Nei pomeriggi d’inverno, di ritorno da scuola, non c’era cosa che Peter amasse di più che sfilarsi con un calcio le scarpe e sdraiarsi davanti al fuoco del tinello accanto al Gatto William. Gli piaceva mettersi giù all’altezza di William e poi andargli vicino vicino con la faccia a guardare la sua, quella faccia straordinaria diversa e bellissima, con ciuffi di pelo nero che si aprivano a raggio intorno al musetto, e i baffi bianchi leggermente piegati all’in giù, e i peli del sopracciglio sparati dritti come antenne della televisione, e gli occhi verde chiaro con quelle fessure strette come porte socchiuse su un mondo nel quale Peter non sarebbe mai potuto entrare. Appena gli si avvicinava, incominciava il ronzio soddisfatto delle sue fusa, talmente basso e potente da far vibrare anche il pavimento. E Peter sapeva di essere gradito.

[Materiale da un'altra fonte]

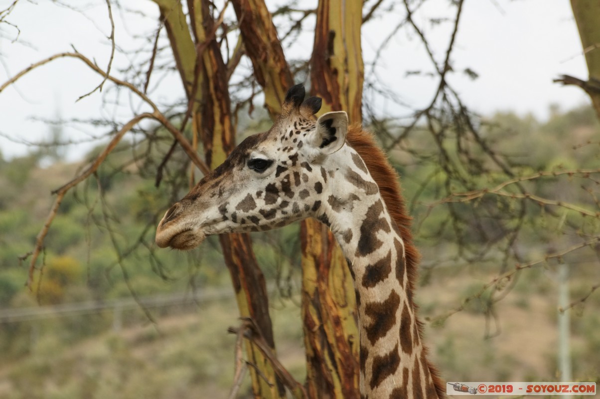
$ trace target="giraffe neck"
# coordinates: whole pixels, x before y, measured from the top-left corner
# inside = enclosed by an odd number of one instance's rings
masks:
[[[330,225],[354,279],[361,397],[437,398],[409,288],[400,230],[360,157],[352,148],[343,153],[338,156],[352,159],[356,167],[337,169],[336,180],[343,174],[358,189],[334,186],[335,192],[317,216]]]

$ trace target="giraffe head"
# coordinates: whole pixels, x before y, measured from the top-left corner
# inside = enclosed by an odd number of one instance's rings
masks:
[[[321,99],[304,96],[302,85],[290,89],[269,130],[245,139],[171,207],[157,228],[158,246],[190,249],[211,234],[269,230],[320,215],[335,169],[331,156],[344,145],[348,117],[335,112],[317,119]]]

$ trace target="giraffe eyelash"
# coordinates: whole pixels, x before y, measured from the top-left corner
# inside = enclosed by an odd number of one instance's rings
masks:
[[[254,158],[254,159],[250,159],[248,161],[248,167],[251,169],[257,172],[258,173],[262,173],[267,169],[269,166],[273,164],[273,161],[270,159],[262,159],[261,158]]]

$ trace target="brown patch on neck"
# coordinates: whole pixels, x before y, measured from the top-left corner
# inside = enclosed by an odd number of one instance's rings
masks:
[[[416,280],[417,265],[419,263],[419,252],[413,243],[410,225],[412,219],[408,215],[399,183],[398,174],[388,161],[387,156],[377,145],[373,135],[365,132],[359,124],[350,126],[346,136],[348,144],[358,153],[364,162],[369,173],[379,187],[388,211],[392,219],[395,222],[400,230],[400,236],[404,242],[404,255],[406,262],[405,266],[408,275],[408,284],[405,287],[407,295],[412,297],[412,293]],[[412,302],[412,301],[411,301]],[[416,310],[416,305],[413,305]],[[418,319],[415,320],[419,335],[422,332],[422,326]],[[415,339],[418,339],[415,337]],[[439,398],[446,397],[446,386],[437,374],[435,367],[426,359],[426,350],[423,348],[421,364],[424,372],[430,374],[435,386],[434,392],[427,392],[427,397],[431,397],[437,394]],[[407,371],[405,369],[405,371]]]

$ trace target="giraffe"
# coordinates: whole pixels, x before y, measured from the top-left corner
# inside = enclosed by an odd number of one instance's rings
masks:
[[[418,254],[395,172],[346,113],[317,118],[322,100],[287,92],[271,129],[244,140],[167,211],[161,248],[190,249],[211,234],[269,230],[317,218],[346,257],[358,308],[360,394],[442,398],[413,300]]]

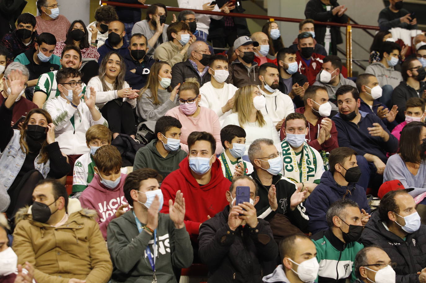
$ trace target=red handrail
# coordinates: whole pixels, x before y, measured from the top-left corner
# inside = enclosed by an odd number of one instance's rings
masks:
[[[120,3],[119,2],[115,2],[112,1],[106,1],[102,0],[101,1],[102,4],[112,5],[112,6],[119,6],[120,7],[128,7],[130,8],[138,8],[141,9],[147,9],[150,5],[143,5],[141,4],[129,4],[127,3]],[[195,13],[197,14],[205,14],[208,15],[215,15],[216,16],[227,16],[235,17],[240,18],[247,18],[249,19],[257,19],[258,20],[269,20],[270,19],[273,19],[276,21],[282,22],[290,22],[291,23],[299,23],[302,20],[302,19],[295,19],[294,18],[285,18],[282,17],[272,17],[271,16],[263,16],[261,15],[254,15],[248,14],[241,14],[239,13],[232,13],[229,14],[225,14],[221,12],[214,12],[213,11],[205,11],[204,10],[195,10],[194,9],[182,9],[182,8],[176,8],[176,7],[167,7],[167,11],[170,11],[175,12],[180,12],[184,10],[190,10],[194,11]],[[333,23],[331,22],[318,22],[315,21],[314,23],[317,25],[322,25],[324,26],[343,26],[346,27],[350,25],[352,28],[355,29],[374,29],[379,30],[380,29],[378,26],[366,26],[365,25],[352,24],[349,25],[345,23]]]

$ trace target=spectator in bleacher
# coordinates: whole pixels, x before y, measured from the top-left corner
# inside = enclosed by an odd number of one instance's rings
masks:
[[[9,52],[8,63],[13,62],[15,57],[29,49],[34,48],[38,36],[35,30],[35,17],[29,13],[24,13],[18,18],[16,29],[4,35],[1,43]]]
[[[207,71],[211,55],[207,43],[200,40],[193,42],[188,48],[187,54],[186,61],[177,63],[172,68],[172,88],[190,77],[196,78],[200,86],[210,81],[210,73]]]
[[[224,195],[231,182],[223,177],[220,163],[216,158],[216,142],[210,133],[191,133],[188,137],[188,157],[161,183],[164,195],[162,212],[169,212],[169,200],[175,198],[179,191],[185,196],[187,203],[196,204],[187,206],[185,213],[186,229],[194,241],[202,223],[222,211],[228,203]]]
[[[162,3],[154,3],[147,9],[145,20],[135,23],[132,29],[132,34],[140,33],[148,39],[147,55],[154,56],[154,53],[160,44],[169,41],[167,29],[169,27],[166,23],[167,8]]]
[[[326,216],[328,229],[311,237],[320,264],[316,282],[355,281],[354,261],[364,247],[357,241],[363,232],[362,217],[358,204],[352,200],[341,200],[330,206]]]
[[[170,116],[163,116],[155,123],[155,138],[136,152],[133,170],[154,169],[165,178],[179,169],[180,163],[187,155],[181,149],[182,124]]]
[[[56,0],[37,0],[37,9],[40,15],[35,17],[35,28],[39,34],[48,32],[55,36],[56,40],[64,40],[69,21],[63,15],[59,14],[59,7]]]
[[[214,111],[222,125],[228,115],[232,113],[234,95],[238,89],[227,82],[229,80],[229,66],[226,57],[220,54],[212,56],[208,66],[210,80],[200,88],[200,105]]]
[[[106,228],[109,222],[129,209],[129,204],[121,197],[127,175],[121,172],[121,155],[114,146],[106,145],[98,149],[93,158],[96,175],[78,199],[82,207],[96,212],[96,221],[106,240]]]
[[[350,200],[362,209],[361,222],[365,225],[371,212],[364,188],[358,181],[361,170],[357,164],[357,152],[348,147],[331,151],[328,156],[330,170],[321,176],[321,182],[306,200],[306,213],[309,217],[309,231],[315,234],[327,230],[326,212],[330,206],[339,200]]]
[[[225,178],[247,175],[253,172],[253,166],[242,159],[245,152],[245,131],[239,126],[228,125],[220,131],[220,140],[225,149],[218,157]]]
[[[173,67],[188,59],[189,46],[196,40],[195,35],[190,34],[188,25],[182,22],[170,24],[167,28],[167,37],[168,41],[155,48],[154,57],[167,62]]]
[[[72,68],[78,70],[81,66],[81,53],[80,49],[75,45],[67,45],[62,50],[60,60],[62,69]],[[97,66],[97,64],[96,64]],[[58,88],[56,74],[58,71],[54,71],[41,74],[37,84],[34,87],[32,101],[42,108],[43,104],[49,99],[60,95]],[[82,93],[85,94],[85,84],[81,86]]]
[[[394,105],[389,110],[379,100],[383,96],[383,90],[377,78],[371,74],[361,74],[357,78],[357,89],[360,94],[360,110],[377,115],[388,129],[391,131],[397,125],[395,118],[398,106]]]
[[[307,19],[320,22],[347,23],[348,17],[345,14],[347,10],[335,0],[310,0],[306,3],[305,15]],[[317,25],[314,30],[317,42],[324,47],[327,54],[337,55],[337,44],[343,42],[340,27]]]
[[[405,105],[405,120],[398,124],[392,130],[391,134],[398,140],[401,136],[401,131],[407,124],[415,121],[424,122],[426,113],[425,113],[425,102],[421,98],[411,97],[407,100]]]
[[[389,0],[389,5],[379,14],[379,27],[383,31],[392,28],[407,29],[417,29],[417,19],[410,16],[410,12],[403,9],[402,0]]]
[[[92,43],[92,31],[96,32],[93,28],[98,30],[96,38],[94,43],[96,43],[98,48],[104,45],[105,40],[108,39],[108,25],[112,21],[117,20],[118,17],[115,12],[115,7],[111,5],[103,5],[98,7],[95,11],[94,22],[89,24],[86,28],[87,30],[87,40],[89,43]],[[92,28],[91,27],[93,27]]]
[[[25,96],[30,100],[32,100],[34,86],[39,77],[45,73],[60,69],[60,58],[53,54],[56,46],[55,36],[44,32],[38,36],[34,48],[15,57],[14,61],[25,65],[29,71]]]
[[[236,203],[239,186],[250,187],[250,202]],[[258,191],[250,177],[236,178],[225,193],[223,211],[200,226],[199,256],[209,267],[209,282],[260,282],[263,271],[276,266],[278,249],[269,224],[256,217]]]
[[[401,123],[405,120],[405,104],[411,97],[423,98],[426,95],[426,71],[417,58],[410,58],[401,66],[403,80],[395,88],[392,94],[392,103],[398,106],[396,120]]]
[[[243,86],[236,92],[233,113],[226,117],[222,128],[228,125],[235,125],[243,128],[246,133],[246,155],[248,147],[259,137],[273,141],[279,146],[279,139],[275,125],[268,116],[264,116],[261,110],[266,106],[266,99],[256,86]]]
[[[339,145],[351,148],[365,157],[370,168],[369,187],[377,190],[383,183],[386,153],[396,152],[398,140],[379,117],[359,110],[360,100],[356,88],[342,86],[336,96],[339,113],[332,119],[337,130]]]
[[[119,20],[113,20],[108,25],[108,39],[105,43],[98,49],[99,57],[98,63],[99,66],[107,53],[116,52],[124,57],[129,53],[129,43],[123,39],[126,34],[124,24]]]
[[[276,54],[280,77],[278,89],[288,94],[296,107],[301,107],[303,106],[303,94],[309,84],[306,76],[297,72],[296,54],[291,48],[283,48]]]
[[[263,282],[299,283],[315,280],[320,266],[317,249],[308,236],[290,236],[279,243],[279,248],[281,264],[273,273],[263,277]]]
[[[150,168],[133,171],[126,178],[124,197],[133,209],[108,225],[108,246],[114,264],[111,282],[176,283],[174,269],[192,263],[184,220],[190,199],[178,191],[171,203],[164,200],[170,205],[167,214],[159,213],[163,206],[161,178]]]
[[[178,105],[177,95],[180,84],[172,90],[172,68],[159,61],[151,66],[148,82],[139,91],[136,114],[139,122],[156,121]]]
[[[299,50],[296,53],[297,71],[306,76],[308,82],[312,85],[315,82],[317,75],[322,70],[322,59],[325,56],[314,53],[314,37],[310,32],[304,31],[299,34],[297,39]]]
[[[262,188],[255,206],[258,217],[271,223],[276,239],[280,240],[294,233],[308,232],[308,218],[305,209],[301,204],[307,191],[302,192],[293,182],[281,175],[282,155],[272,140],[255,140],[250,145],[248,158],[254,169],[250,176]]]
[[[315,39],[315,32],[314,25],[314,20],[312,19],[306,19],[302,20],[299,23],[299,33],[308,31],[314,37],[314,53],[326,56],[327,52],[324,46],[317,42]],[[293,44],[288,46],[294,51],[295,53],[297,51],[297,45],[299,44],[299,39],[296,37],[293,41]]]
[[[276,54],[281,49],[284,48],[278,24],[274,21],[267,22],[263,25],[262,32],[268,36],[268,44],[269,45],[268,54],[270,56],[276,58]]]
[[[308,130],[303,114],[289,114],[283,124],[285,136],[280,152],[282,154],[284,176],[296,183],[298,189],[307,189],[311,193],[320,183],[324,167],[321,154],[305,141]]]
[[[124,79],[132,88],[141,89],[147,83],[150,70],[155,60],[147,55],[149,49],[147,37],[143,34],[132,34],[129,44],[129,53],[124,56],[126,63]]]
[[[16,215],[18,263],[34,264],[39,282],[108,282],[112,265],[95,212],[69,199],[65,186],[52,179],[39,182],[32,197]]]
[[[378,246],[396,263],[395,282],[423,282],[426,277],[423,267],[426,226],[420,223],[413,197],[403,187],[401,189],[388,191],[382,198],[363,232],[360,241],[366,246]]]
[[[216,140],[214,153],[220,154],[223,149],[220,142],[219,118],[213,110],[200,106],[201,97],[199,88],[195,78],[187,79],[179,90],[179,106],[167,111],[166,115],[174,117],[182,123],[181,146],[182,149],[189,152],[188,136],[191,132],[207,131]]]
[[[234,42],[234,52],[237,58],[231,66],[233,84],[237,88],[260,84],[259,65],[254,61],[254,47],[258,46],[259,43],[247,36],[240,36]]]
[[[397,180],[406,188],[414,188],[410,194],[416,203],[426,194],[426,126],[421,122],[412,122],[401,132],[398,154],[389,157],[383,174],[384,182]],[[418,198],[416,197],[421,195]]]
[[[278,131],[287,115],[294,112],[294,106],[291,98],[278,89],[279,72],[276,65],[268,63],[260,66],[259,80],[261,85],[258,87],[266,100],[266,107],[261,110],[262,114],[271,118]]]
[[[103,125],[93,125],[86,132],[86,144],[90,152],[85,153],[75,160],[72,174],[73,194],[84,191],[95,177],[96,164],[93,156],[101,146],[111,144],[112,135],[109,129]]]
[[[4,62],[5,65],[6,65],[6,60],[4,61],[2,61],[2,58],[1,58],[2,55],[1,54],[1,51],[0,51],[0,64]],[[6,58],[6,57],[5,58]],[[0,105],[3,104],[3,102],[7,99],[7,97],[11,95],[13,90],[12,89],[12,82],[10,80],[10,77],[13,72],[17,71],[20,72],[22,74],[22,75],[20,76],[20,80],[22,81],[24,86],[28,80],[29,73],[28,69],[25,66],[17,62],[12,62],[9,64],[4,71],[4,75],[3,74],[2,74],[1,85],[3,86],[3,88],[1,91],[1,95],[0,95]],[[12,126],[19,120],[22,116],[26,117],[28,113],[32,109],[38,108],[38,106],[36,105],[25,97],[23,97],[22,96],[23,94],[23,91],[19,94],[17,98],[18,100],[17,101],[15,102],[14,105],[12,117]],[[23,121],[20,121],[20,122],[22,122]],[[16,125],[16,126],[18,126]],[[18,128],[15,127],[15,129]]]
[[[55,140],[55,125],[47,111],[42,109],[29,111],[19,131],[11,125],[16,100],[24,89],[26,80],[22,71],[14,70],[8,76],[11,93],[0,107],[3,134],[0,152],[7,152],[0,157],[2,168],[0,187],[7,193],[7,216],[12,219],[20,208],[31,203],[31,194],[37,181],[48,176],[59,179],[69,171],[66,157],[63,156],[59,144]],[[10,166],[11,164],[14,166]]]
[[[125,73],[123,57],[117,52],[110,52],[101,63],[99,75],[92,77],[87,84],[89,97],[92,87],[96,91],[96,106],[109,121],[113,140],[120,133],[134,139],[136,132],[132,109],[136,107],[139,90],[129,86],[124,80]]]

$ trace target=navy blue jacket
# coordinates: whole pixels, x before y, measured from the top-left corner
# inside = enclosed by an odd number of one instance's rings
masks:
[[[129,43],[127,42],[124,40],[124,37],[123,37],[123,46],[119,48],[118,49],[115,49],[112,48],[111,44],[109,44],[109,41],[108,39],[105,40],[105,43],[104,45],[100,47],[98,49],[98,53],[99,54],[99,59],[98,60],[98,63],[99,63],[99,66],[101,65],[101,62],[102,61],[102,59],[107,53],[108,53],[110,51],[115,51],[117,53],[118,53],[121,55],[123,57],[125,57],[127,54],[128,54],[129,52]]]
[[[388,160],[386,153],[393,153],[398,149],[398,140],[391,134],[380,118],[375,115],[359,111],[361,120],[358,125],[350,121],[344,120],[340,117],[340,113],[331,118],[337,129],[339,146],[352,149],[360,155],[363,156],[366,153],[373,154],[386,163]],[[367,128],[374,126],[373,123],[380,124],[388,133],[388,141],[385,142],[381,137],[373,137],[368,134]]]
[[[155,60],[153,58],[145,55],[141,63],[136,61],[130,55],[127,50],[127,54],[124,57],[126,63],[126,75],[124,80],[133,89],[141,89],[147,83],[150,70]],[[136,69],[135,73],[132,73],[130,70]]]
[[[325,214],[331,203],[337,200],[348,199],[358,203],[360,209],[364,209],[370,213],[364,189],[356,183],[349,183],[341,186],[334,180],[333,173],[325,171],[321,177],[321,182],[306,199],[305,206],[309,217],[309,231],[314,234],[329,229]]]

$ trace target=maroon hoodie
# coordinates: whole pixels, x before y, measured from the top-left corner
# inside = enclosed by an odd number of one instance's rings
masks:
[[[118,186],[110,189],[101,183],[99,175],[95,175],[78,199],[81,207],[96,211],[98,216],[97,220],[105,240],[106,226],[109,221],[115,218],[115,212],[120,206],[127,204],[123,191],[124,180],[127,175],[121,173],[121,176]],[[125,208],[124,211],[127,211],[129,209],[129,207]]]

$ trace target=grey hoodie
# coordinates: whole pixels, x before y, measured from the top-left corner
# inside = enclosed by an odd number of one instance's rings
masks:
[[[394,89],[403,80],[401,72],[395,71],[393,67],[386,68],[380,62],[372,63],[367,66],[366,74],[371,74],[375,76],[381,87],[386,85],[390,85]]]

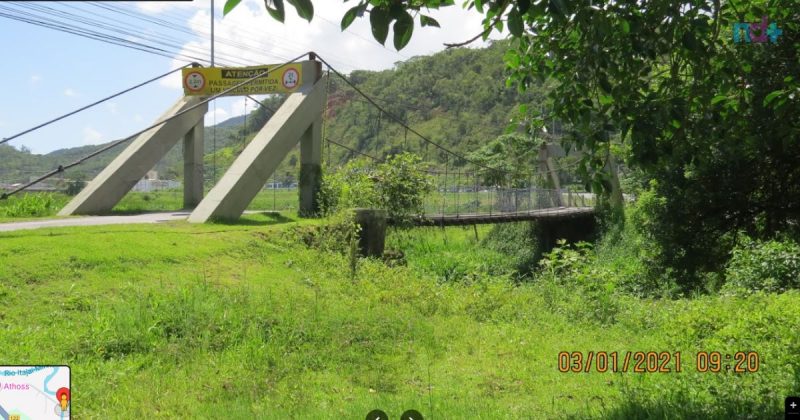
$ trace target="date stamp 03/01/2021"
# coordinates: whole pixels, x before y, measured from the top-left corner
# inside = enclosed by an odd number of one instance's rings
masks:
[[[758,352],[699,351],[687,362],[681,352],[668,351],[562,351],[558,371],[563,373],[680,373],[685,369],[708,373],[758,372]]]

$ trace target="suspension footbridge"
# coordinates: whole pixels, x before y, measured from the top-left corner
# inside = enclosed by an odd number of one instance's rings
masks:
[[[308,57],[304,60],[304,58]],[[323,72],[323,66],[326,71]],[[342,139],[324,132],[325,118],[331,105],[328,98],[331,79],[337,78],[354,92],[358,100],[377,111],[378,125],[396,124],[404,131],[402,145],[393,153],[415,152],[428,157],[428,148],[437,153],[432,167],[426,171],[435,181],[433,193],[425,197],[420,214],[412,218],[417,225],[465,225],[504,223],[522,220],[568,220],[586,218],[593,214],[594,197],[561,188],[559,171],[554,160],[553,145],[542,145],[537,167],[516,178],[527,179],[514,188],[486,185],[482,173],[509,172],[491,167],[449,149],[421,134],[406,121],[385,109],[378,100],[367,95],[347,76],[333,68],[319,55],[310,52],[282,64],[242,69],[203,68],[186,65],[149,79],[124,91],[49,120],[0,141],[6,143],[41,127],[68,118],[109,99],[137,89],[180,71],[186,96],[178,100],[157,121],[130,136],[112,142],[73,162],[65,162],[39,177],[0,195],[6,199],[14,194],[62,174],[113,148],[127,147],[64,207],[59,215],[108,215],[114,206],[164,157],[179,141],[183,142],[184,179],[183,207],[189,222],[203,223],[213,219],[237,219],[253,198],[263,189],[291,149],[300,146],[300,185],[298,212],[313,215],[318,212],[317,194],[321,182],[324,149],[332,165],[331,147],[345,150],[350,158],[365,157],[375,163],[385,162],[390,155],[375,156],[364,150],[349,147]],[[236,83],[214,87],[213,72],[228,71]],[[224,76],[223,76],[224,77]],[[270,79],[272,78],[272,79]],[[270,81],[272,80],[272,81]],[[260,86],[260,87],[259,87]],[[287,95],[277,110],[238,155],[222,177],[205,193],[204,189],[204,116],[208,104],[222,96],[240,95],[252,98],[251,92],[272,89]],[[262,105],[264,105],[262,103]],[[265,106],[265,105],[264,105]],[[380,135],[380,130],[375,136]],[[409,142],[409,136],[412,141]],[[414,150],[413,145],[419,150]],[[411,146],[410,146],[411,145]],[[424,148],[424,149],[423,149]],[[422,152],[424,150],[424,153]],[[216,168],[215,168],[216,171]],[[539,180],[535,182],[534,180]],[[543,181],[543,182],[542,182]],[[178,209],[176,209],[178,210]],[[186,216],[188,214],[188,216]],[[111,220],[111,219],[109,219]]]

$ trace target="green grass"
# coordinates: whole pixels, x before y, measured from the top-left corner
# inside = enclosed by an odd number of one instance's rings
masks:
[[[0,233],[3,363],[67,363],[83,418],[776,418],[800,390],[800,294],[588,315],[514,284],[470,227],[390,233],[407,266],[299,245],[289,221]],[[487,233],[478,229],[479,238]],[[680,373],[560,373],[560,351],[683,352]],[[698,373],[698,351],[758,351]]]
[[[208,193],[208,191],[206,191]],[[296,211],[297,190],[261,190],[247,207],[248,210]],[[174,211],[183,208],[183,190],[130,192],[114,207],[115,213],[143,211]]]

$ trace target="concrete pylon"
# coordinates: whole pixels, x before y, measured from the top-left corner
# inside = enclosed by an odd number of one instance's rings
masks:
[[[191,215],[190,223],[238,219],[281,161],[300,141],[301,214],[313,211],[322,157],[325,82],[320,78],[289,95]],[[316,168],[316,169],[315,169]],[[309,191],[311,191],[309,193]]]
[[[157,121],[164,121],[197,105],[204,99],[200,96],[181,98]],[[58,212],[59,216],[109,212],[147,174],[147,171],[152,169],[187,133],[193,131],[193,140],[190,142],[192,145],[196,147],[198,138],[202,143],[203,117],[206,111],[208,111],[208,105],[203,104],[180,117],[140,134],[130,146],[89,182],[83,191]],[[193,156],[196,156],[194,151],[192,153]],[[202,165],[202,145],[198,153],[200,153],[199,160]],[[198,178],[190,176],[191,187],[186,185],[185,188],[196,188],[197,181]],[[202,195],[202,172],[199,182]]]
[[[193,209],[203,199],[203,131],[201,119],[183,137],[183,208]]]

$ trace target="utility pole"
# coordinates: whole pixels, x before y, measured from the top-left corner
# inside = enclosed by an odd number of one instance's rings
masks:
[[[214,0],[211,0],[211,67],[214,67]]]

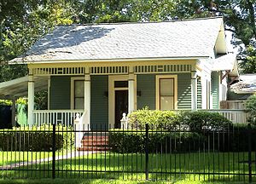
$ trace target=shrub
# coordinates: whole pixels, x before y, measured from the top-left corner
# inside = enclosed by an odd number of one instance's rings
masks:
[[[245,101],[246,111],[249,113],[248,122],[256,124],[256,95],[251,95]]]
[[[150,129],[171,128],[177,124],[179,113],[172,111],[148,110],[132,112],[129,116],[131,127],[142,129],[148,123]]]
[[[2,151],[52,151],[53,126],[20,127],[0,131],[0,150]],[[55,148],[70,149],[74,143],[70,128],[56,126]]]
[[[187,125],[192,132],[206,133],[229,129],[232,122],[218,112],[197,111],[182,112],[179,124]]]
[[[196,151],[198,146],[202,147],[204,140],[204,136],[193,132],[149,131],[148,152],[167,153]],[[145,132],[110,130],[108,146],[112,152],[119,153],[144,152]]]

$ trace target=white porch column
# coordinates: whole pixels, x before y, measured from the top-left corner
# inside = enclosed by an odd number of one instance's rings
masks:
[[[27,95],[27,123],[30,127],[34,124],[33,110],[34,110],[34,78],[32,71],[29,70],[28,74],[28,95]]]
[[[12,99],[12,126],[16,126],[15,121],[15,115],[16,115],[16,99]]]
[[[128,113],[135,110],[135,74],[133,66],[129,66],[128,76]]]
[[[197,110],[197,78],[196,72],[191,72],[191,109]]]
[[[84,112],[86,116],[84,117],[84,124],[85,123],[85,129],[89,128],[90,124],[90,67],[85,67],[84,75]]]

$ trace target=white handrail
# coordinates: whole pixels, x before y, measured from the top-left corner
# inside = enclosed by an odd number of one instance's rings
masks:
[[[41,126],[43,124],[61,124],[70,126],[73,124],[76,114],[80,116],[83,110],[35,110],[33,111],[34,125]]]

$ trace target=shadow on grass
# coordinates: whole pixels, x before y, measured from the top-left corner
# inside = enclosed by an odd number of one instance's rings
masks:
[[[253,153],[255,157],[255,153]],[[248,181],[244,152],[149,154],[149,179],[154,181]],[[256,181],[256,165],[253,164]],[[1,170],[4,178],[51,178],[52,162]],[[145,180],[145,155],[96,153],[55,162],[55,177],[67,179]]]

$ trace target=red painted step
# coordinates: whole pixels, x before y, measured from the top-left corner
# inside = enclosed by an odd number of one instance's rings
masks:
[[[109,150],[108,135],[84,135],[78,151],[103,152]]]

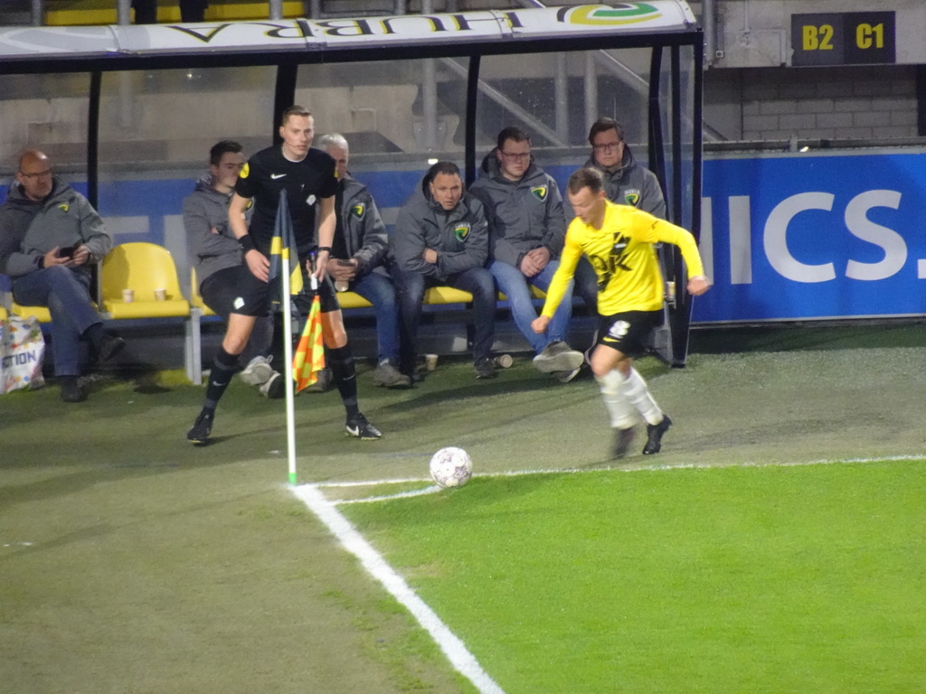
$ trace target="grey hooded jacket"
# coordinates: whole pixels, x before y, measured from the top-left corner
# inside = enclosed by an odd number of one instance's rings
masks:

Fu proprio in uno di quei pomeriggi, e proprie di martedì, guarda caso, le quattro appena e fuori già quasi buio, le tende tirate e la luce accesa, che Peter si accomodò sul tappeto vicino a William, davanti a un bel fuoco le cui fiamme si arricciavano intorno a un grosso ciocco di legno d’olmo. Giù dal camino veniva il gemito del vento gelato che intanto spazzava i tetti. Per non sentir freddo, Peter aveva sfidato Kate a chi faceva prima dalla fermata dell’autobus fino a casa. Adesso era al caldo ¡ e al sicuro con il suo vecchio amico il quale, disteso sulla schiena con le zampe anteriori ciondoloni, faceva finta di essere più giovane dei suoi anni. Voleva farsi accarezzare la gola. Mentre Peter gli passava le dita tra il pelo con dolcezza, il mormorio delle fusa si faceva più forte, finché ogni ossicino del vecchio gatto sembrò mettersi in movimento. Poi, William allungò una zampa verso le dita di Peter, come a tirargliele un po’ più su. E Peter si lasciò guidare.